Awesome
Chart-to-Text: Generating Natural Language Explanations for Charts by Adapting the Transformer Model
Code for Chart-to-Text: Generating Natural Language Explanations for Charts by Adapting the Transformer Model.
Much of the code is adapted from Enhanced Transformer Model for Data-to-Text Generation [PDF] (Gong, Crego, Senellart; WNGT2019). https://github.com/gongliym/data2text-transformer
This project aims to automatically generate salient summaries from a chart's data table using a modified Transformer model.
2022 Update
Newer paper + dataset on this topic: Chart-to-Text: A Large-Scale Benchmark for Chart Summarization (Paper on arXiv)

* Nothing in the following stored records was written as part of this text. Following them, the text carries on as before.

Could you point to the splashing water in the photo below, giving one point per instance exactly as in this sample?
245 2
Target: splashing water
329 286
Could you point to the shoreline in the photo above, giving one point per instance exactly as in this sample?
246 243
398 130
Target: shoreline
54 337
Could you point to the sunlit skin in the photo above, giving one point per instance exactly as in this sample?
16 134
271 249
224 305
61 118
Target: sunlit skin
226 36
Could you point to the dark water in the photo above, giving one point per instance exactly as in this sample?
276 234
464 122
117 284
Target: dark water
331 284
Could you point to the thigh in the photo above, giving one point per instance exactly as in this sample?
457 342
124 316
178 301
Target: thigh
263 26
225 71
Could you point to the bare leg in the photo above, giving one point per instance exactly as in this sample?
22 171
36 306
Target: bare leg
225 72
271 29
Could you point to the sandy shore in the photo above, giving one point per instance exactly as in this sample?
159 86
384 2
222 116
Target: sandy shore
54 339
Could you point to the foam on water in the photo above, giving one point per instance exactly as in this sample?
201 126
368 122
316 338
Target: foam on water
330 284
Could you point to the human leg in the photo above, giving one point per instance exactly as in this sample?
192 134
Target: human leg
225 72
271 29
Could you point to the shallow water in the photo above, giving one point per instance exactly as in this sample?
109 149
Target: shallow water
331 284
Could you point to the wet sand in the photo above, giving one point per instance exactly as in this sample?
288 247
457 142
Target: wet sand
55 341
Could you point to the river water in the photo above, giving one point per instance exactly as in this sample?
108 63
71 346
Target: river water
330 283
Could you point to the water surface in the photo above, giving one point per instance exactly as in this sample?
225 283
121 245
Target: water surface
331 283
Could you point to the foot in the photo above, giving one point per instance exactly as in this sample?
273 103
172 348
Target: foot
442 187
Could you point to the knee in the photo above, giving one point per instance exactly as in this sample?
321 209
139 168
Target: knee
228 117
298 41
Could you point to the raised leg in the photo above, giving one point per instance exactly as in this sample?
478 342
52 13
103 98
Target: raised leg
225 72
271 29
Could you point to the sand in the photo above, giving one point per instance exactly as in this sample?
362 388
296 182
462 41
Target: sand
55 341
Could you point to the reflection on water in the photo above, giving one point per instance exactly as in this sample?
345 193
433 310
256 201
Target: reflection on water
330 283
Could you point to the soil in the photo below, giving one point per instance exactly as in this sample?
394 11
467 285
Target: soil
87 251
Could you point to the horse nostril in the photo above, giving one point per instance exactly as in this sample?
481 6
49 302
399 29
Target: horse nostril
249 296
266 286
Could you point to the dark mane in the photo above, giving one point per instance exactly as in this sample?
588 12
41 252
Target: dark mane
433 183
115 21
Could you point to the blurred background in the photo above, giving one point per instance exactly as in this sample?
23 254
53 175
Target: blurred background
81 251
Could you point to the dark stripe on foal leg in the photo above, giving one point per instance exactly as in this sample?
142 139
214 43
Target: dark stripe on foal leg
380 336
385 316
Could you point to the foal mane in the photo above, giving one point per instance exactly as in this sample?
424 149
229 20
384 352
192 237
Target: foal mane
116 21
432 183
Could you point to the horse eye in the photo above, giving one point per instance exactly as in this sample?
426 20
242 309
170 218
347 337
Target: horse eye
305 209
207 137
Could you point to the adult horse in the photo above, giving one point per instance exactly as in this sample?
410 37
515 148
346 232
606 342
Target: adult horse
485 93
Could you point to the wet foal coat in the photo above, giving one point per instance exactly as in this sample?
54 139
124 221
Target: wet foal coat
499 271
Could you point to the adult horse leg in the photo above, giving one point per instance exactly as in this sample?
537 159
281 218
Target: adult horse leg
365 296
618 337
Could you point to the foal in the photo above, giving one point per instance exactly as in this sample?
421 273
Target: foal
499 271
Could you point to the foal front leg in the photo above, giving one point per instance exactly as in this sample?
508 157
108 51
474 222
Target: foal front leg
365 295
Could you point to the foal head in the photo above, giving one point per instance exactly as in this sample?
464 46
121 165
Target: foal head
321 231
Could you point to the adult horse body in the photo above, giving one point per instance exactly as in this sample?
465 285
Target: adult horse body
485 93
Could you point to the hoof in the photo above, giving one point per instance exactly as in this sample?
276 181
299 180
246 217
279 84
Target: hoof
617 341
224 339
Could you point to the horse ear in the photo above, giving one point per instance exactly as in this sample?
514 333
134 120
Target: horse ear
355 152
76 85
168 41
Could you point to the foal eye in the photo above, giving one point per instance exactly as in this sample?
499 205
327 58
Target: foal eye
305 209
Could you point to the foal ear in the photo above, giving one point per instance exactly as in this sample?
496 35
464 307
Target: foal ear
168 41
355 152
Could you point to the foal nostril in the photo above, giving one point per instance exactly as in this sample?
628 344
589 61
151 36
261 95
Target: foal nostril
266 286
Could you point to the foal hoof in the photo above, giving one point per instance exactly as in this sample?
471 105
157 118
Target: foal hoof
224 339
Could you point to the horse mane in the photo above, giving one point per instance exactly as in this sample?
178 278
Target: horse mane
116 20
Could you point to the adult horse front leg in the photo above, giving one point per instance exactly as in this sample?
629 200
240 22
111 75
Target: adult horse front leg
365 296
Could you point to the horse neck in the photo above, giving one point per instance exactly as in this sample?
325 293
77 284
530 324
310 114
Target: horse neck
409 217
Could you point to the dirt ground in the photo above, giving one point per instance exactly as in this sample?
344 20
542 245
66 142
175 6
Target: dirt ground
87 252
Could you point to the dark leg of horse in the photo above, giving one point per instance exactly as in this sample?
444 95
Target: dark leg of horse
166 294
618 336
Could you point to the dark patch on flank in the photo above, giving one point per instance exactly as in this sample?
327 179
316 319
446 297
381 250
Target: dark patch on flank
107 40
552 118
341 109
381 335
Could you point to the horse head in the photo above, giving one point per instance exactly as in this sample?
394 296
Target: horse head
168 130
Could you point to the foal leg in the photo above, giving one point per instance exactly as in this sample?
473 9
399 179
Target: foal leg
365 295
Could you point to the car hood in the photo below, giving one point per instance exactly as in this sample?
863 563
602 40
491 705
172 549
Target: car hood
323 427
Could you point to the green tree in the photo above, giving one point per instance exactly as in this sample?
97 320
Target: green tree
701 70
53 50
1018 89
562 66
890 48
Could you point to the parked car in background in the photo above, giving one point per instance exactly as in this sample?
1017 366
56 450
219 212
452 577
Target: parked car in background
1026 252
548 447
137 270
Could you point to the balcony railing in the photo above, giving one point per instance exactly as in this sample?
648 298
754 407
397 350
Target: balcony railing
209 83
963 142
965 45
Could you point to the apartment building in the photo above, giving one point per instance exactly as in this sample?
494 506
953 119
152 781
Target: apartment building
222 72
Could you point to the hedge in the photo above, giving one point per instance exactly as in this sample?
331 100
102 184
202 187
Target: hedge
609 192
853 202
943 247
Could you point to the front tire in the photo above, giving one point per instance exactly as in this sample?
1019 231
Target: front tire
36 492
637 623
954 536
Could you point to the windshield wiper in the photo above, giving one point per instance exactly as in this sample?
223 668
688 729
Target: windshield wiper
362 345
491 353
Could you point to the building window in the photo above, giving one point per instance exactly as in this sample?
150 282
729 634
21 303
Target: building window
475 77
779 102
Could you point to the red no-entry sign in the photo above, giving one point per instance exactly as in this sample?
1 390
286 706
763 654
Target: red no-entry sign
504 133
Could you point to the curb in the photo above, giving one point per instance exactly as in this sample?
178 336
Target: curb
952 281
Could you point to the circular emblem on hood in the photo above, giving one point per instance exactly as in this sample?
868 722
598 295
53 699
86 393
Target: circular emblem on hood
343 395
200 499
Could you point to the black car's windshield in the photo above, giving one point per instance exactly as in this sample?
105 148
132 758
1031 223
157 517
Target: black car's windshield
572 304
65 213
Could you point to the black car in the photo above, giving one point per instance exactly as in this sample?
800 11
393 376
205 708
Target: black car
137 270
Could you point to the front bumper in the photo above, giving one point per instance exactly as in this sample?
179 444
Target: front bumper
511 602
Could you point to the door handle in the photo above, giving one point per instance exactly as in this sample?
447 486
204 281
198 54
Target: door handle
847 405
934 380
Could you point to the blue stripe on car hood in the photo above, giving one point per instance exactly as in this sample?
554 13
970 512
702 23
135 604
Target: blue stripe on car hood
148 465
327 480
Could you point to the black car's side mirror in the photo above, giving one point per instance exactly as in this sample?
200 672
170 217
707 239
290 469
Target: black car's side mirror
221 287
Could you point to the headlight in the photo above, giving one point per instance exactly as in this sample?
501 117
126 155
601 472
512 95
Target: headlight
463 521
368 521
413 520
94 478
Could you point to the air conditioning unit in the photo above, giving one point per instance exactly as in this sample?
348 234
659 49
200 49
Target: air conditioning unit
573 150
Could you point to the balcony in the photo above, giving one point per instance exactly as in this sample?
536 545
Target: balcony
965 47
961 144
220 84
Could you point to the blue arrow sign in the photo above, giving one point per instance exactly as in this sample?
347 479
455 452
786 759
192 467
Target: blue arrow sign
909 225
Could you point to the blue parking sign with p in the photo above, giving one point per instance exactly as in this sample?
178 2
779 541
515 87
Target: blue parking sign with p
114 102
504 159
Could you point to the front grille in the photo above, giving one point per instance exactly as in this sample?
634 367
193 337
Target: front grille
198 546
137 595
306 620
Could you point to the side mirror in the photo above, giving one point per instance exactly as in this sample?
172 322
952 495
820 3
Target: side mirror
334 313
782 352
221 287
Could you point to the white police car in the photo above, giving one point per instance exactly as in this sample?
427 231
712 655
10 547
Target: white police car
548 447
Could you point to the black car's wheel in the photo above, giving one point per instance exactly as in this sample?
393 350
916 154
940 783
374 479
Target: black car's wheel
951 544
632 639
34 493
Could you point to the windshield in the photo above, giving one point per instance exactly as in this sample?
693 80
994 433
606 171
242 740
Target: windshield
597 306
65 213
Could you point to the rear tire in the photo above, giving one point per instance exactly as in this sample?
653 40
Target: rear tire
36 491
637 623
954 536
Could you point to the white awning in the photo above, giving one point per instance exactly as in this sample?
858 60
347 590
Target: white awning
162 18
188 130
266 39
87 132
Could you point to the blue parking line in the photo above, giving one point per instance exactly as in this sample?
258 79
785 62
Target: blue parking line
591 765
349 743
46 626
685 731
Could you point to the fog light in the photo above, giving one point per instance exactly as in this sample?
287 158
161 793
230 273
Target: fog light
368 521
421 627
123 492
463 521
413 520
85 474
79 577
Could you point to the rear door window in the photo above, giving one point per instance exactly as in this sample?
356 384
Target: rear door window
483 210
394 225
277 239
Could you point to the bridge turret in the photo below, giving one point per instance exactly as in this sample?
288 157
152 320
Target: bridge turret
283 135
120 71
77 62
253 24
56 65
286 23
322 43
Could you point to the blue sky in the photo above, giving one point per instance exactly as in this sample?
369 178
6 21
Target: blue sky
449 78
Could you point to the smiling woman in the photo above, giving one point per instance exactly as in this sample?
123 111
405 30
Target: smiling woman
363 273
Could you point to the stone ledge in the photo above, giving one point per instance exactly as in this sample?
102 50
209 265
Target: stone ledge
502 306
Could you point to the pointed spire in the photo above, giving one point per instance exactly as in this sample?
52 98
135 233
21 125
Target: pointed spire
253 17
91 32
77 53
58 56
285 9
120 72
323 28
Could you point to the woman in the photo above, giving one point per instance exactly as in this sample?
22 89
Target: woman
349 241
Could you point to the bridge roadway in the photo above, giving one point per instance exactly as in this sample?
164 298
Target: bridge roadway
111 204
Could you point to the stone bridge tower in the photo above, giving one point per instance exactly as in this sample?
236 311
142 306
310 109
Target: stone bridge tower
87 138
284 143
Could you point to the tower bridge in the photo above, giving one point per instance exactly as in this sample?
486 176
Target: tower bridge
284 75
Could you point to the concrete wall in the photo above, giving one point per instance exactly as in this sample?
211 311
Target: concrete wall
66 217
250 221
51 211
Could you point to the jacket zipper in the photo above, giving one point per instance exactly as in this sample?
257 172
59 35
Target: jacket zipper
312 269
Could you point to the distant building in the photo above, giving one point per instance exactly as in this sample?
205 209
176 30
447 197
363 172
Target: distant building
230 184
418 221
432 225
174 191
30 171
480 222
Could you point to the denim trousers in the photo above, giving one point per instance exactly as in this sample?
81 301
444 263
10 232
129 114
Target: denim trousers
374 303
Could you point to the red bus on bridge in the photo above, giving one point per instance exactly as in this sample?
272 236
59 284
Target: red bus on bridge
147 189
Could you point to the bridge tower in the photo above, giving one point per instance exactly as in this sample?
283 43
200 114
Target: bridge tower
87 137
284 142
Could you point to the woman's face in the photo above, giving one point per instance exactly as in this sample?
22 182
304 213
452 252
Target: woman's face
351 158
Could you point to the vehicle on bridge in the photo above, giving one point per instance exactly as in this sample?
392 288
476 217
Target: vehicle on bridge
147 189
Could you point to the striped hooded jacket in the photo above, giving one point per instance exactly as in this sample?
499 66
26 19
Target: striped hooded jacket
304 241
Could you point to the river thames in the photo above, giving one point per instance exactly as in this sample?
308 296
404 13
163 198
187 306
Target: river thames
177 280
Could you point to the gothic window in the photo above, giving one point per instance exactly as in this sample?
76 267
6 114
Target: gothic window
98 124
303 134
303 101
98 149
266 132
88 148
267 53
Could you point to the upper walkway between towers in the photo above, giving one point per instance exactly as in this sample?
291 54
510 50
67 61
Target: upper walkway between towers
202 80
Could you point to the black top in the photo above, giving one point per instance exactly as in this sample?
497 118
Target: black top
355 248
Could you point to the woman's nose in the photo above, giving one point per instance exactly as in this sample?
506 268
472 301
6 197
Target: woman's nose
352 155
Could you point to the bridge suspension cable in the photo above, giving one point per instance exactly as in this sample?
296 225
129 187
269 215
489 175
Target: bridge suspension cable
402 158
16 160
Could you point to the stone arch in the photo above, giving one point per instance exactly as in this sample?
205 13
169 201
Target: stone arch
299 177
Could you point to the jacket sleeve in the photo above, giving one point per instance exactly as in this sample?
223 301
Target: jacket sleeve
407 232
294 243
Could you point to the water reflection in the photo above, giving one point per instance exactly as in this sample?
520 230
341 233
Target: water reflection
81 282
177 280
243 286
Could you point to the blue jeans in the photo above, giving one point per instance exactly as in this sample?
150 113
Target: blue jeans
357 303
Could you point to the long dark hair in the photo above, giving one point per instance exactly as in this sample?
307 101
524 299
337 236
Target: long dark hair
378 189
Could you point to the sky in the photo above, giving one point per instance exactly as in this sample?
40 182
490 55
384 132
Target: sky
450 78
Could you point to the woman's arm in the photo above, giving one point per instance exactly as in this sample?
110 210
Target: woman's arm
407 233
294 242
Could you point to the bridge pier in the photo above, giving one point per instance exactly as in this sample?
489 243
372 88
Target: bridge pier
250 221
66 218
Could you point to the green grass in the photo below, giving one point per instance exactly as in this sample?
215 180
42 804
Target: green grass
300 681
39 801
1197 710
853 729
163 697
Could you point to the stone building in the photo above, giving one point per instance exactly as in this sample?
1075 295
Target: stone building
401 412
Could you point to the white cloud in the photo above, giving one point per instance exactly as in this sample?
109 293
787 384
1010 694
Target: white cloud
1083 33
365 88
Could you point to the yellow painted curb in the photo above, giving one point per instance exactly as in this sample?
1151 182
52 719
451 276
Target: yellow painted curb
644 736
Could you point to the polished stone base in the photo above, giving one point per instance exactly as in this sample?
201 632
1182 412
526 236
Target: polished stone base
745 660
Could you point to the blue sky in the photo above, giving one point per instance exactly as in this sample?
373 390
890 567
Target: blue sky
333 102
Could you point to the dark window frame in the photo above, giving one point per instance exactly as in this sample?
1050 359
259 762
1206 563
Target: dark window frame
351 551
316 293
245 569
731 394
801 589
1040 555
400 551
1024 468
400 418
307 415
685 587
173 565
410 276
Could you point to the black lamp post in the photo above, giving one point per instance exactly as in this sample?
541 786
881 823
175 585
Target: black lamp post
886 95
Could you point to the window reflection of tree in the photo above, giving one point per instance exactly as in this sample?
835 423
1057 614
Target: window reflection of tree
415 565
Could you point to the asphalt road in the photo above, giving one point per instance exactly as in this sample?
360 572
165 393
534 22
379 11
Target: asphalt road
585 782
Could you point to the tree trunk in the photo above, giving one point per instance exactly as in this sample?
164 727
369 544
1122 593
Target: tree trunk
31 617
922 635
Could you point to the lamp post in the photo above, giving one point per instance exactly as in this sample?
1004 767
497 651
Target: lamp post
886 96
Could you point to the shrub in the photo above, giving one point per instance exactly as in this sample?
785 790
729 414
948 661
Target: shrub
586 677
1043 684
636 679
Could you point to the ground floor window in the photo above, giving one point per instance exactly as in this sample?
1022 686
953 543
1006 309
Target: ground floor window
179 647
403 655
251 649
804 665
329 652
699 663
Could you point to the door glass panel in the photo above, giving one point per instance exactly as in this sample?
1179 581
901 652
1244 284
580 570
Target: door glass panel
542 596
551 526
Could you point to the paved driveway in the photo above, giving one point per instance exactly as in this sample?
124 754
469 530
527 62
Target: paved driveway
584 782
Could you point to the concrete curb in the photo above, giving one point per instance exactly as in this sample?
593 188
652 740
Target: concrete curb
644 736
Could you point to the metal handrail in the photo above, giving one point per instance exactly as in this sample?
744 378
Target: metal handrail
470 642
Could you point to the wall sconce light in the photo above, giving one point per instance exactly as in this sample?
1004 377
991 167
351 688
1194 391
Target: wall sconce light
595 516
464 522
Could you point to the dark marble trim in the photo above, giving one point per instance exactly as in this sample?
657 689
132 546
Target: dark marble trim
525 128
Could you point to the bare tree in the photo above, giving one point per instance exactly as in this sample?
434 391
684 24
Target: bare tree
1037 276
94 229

Also visit SciCap: Scientific Figures Dataset for a related project with a larger and more detailed dataset.
Dataset
The dataset is stored in the dataset directory. There are individual files for each statistic's title, data, and caption in their respective folders.
Statistics which only contains two columns i.e simple bar or line charts are found in the dataset folder, and statistics with more than two columns i.e grouped bar or multi-line charts are found in the dataset/multiColumn folder.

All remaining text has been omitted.